What I have so far but is crazy slow (Python 2.7)

jumpMap = {
  1: [6,8],
  2: [7,9],
  3: [4,8],
  4: [0, 3, 9],
  5: [],
  6: [0, 1, 7],
  7: [2, 6],
  8: [1, 3],
  9: [2, 4],
  0: [4, 6]
}
def findUnique(start, jumps):

  if jumps == 1:
    # Base case 1 jump
    return len(jumpMap[start])
  if start == 5:
      return 0
  sum = 0
  for value in (jumpMap[start]):
    sum = sum + findUnique(value, jumps-1)

  return sum

I'm guessing the easiest way to optimize would to have some kind of memoization but I can't figure out how to use one given the problem constraints.

Answer 1

Let K(k, n) be the number of unique numbers of length n, starting with key k. Then, K(k, n+1) = sum(K(i, n)) where i ranges over the keys that it's possible to jump to from key k.
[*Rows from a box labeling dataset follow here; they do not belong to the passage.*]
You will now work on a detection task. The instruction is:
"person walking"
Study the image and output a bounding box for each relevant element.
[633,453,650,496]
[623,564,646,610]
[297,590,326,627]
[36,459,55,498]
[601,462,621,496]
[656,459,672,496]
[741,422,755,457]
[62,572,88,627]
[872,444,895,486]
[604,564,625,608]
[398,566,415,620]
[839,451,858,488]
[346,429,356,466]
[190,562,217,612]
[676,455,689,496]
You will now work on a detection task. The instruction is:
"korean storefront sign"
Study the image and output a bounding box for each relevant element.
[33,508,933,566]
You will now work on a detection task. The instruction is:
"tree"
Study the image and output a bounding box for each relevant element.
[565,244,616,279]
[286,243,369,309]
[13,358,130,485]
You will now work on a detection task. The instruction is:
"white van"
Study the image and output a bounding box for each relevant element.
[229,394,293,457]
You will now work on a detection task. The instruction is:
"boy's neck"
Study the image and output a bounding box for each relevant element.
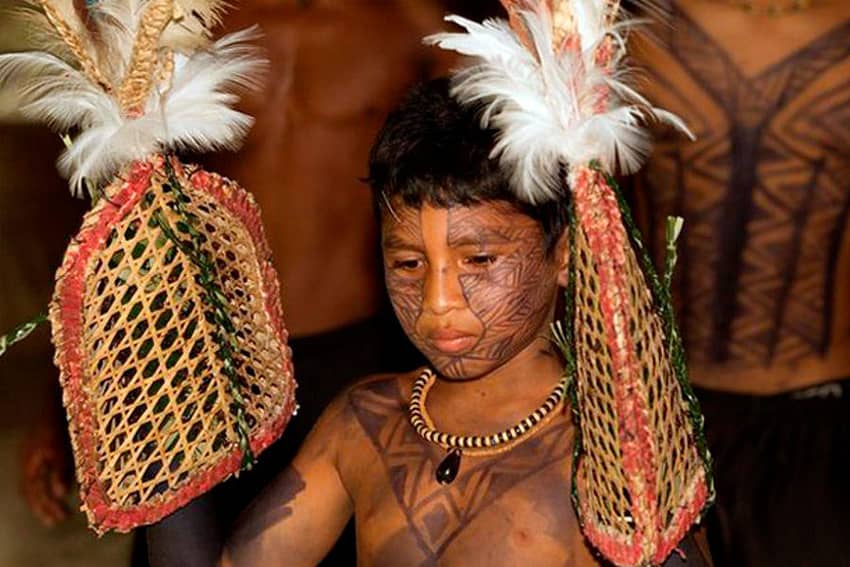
[428,338,563,419]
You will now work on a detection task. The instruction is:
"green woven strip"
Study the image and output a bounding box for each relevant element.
[600,170,715,508]
[558,200,583,523]
[153,159,255,470]
[0,313,47,356]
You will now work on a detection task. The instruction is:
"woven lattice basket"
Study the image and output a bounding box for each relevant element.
[50,156,295,533]
[571,168,713,565]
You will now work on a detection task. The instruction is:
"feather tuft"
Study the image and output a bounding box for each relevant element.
[0,25,268,196]
[425,0,690,203]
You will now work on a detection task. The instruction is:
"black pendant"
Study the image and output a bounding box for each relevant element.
[436,449,460,484]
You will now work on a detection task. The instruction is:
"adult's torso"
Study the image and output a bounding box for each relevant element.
[209,0,448,336]
[633,1,850,393]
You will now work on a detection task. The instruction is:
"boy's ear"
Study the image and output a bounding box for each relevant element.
[555,228,570,287]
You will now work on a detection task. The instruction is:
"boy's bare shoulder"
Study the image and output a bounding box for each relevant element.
[308,370,421,445]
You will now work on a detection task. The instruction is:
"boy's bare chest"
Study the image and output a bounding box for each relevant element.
[350,384,596,565]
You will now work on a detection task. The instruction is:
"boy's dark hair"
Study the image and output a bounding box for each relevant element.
[369,78,568,253]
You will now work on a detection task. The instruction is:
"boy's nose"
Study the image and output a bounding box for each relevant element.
[423,266,466,315]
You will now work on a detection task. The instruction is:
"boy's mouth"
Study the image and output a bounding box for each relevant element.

This can be calculated efficiently using dynamic programming; here's one way that takes O(n) time and O(1) space:

jumpMap = [map(int, x) for x in '46,68,79,48,039,,017,26,13,24'.split(',')]

def jumps(n):
    K = [1] * 10
    for _ in xrange(n):
        K = [sum(K[j] for j in jumpMap[i]) for i in xrange(10)]
    return sum(K)

for i in xrange(10):
    print i, jumps(i)

Faster: it's possible to compute the answer in log(n) time and O(1) space. Let M be the 10 by 10 matrix with M[i,j] = 1 if it's possible to jump from i to j, and 0 otherwise. Then sum(M^n * ones(10, 1)) is the answer. The matrix power can be computed using exponentiation by squaring in log(n) time. Here's some code using numpy:

jumpMap = [map(int, x) for x in '46,68,79,48,039,,017,26,13,24'.split(',')]
M = numpy.matrix([[1 if j in jumpMap[i] else 0 for j in xrange(10)] for i in xrange(10)])

def jumps_mat(n):
    return sum(M ** n * numpy.ones((10, 1)))[0,0]

for i in xrange(10):
    print i, jumps_mat(i)

Answer 2

You can use the lru_cache, it will memoize calls:

from functools import lru_cache

jumpMap = {
  1: [6,8],
  2: [7,9],
  3: [4,8],
  4: [0, 3, 9],
  5: [],
  6: [0, 1, 7],
  7: [2, 6],
  8: [1, 3],
  9: [2, 4],
  0: [4, 6]
}

@lru_cache(maxsize=1000)
def findUnique(start, jumps):

    if jumps == 1:
        return len(jumpMap[start])
    if start == 5:
        return 0
    sum = 0
    for value in (jumpMap[start]):
        sum = sum + findUnique(value, jumps-1)

    return sum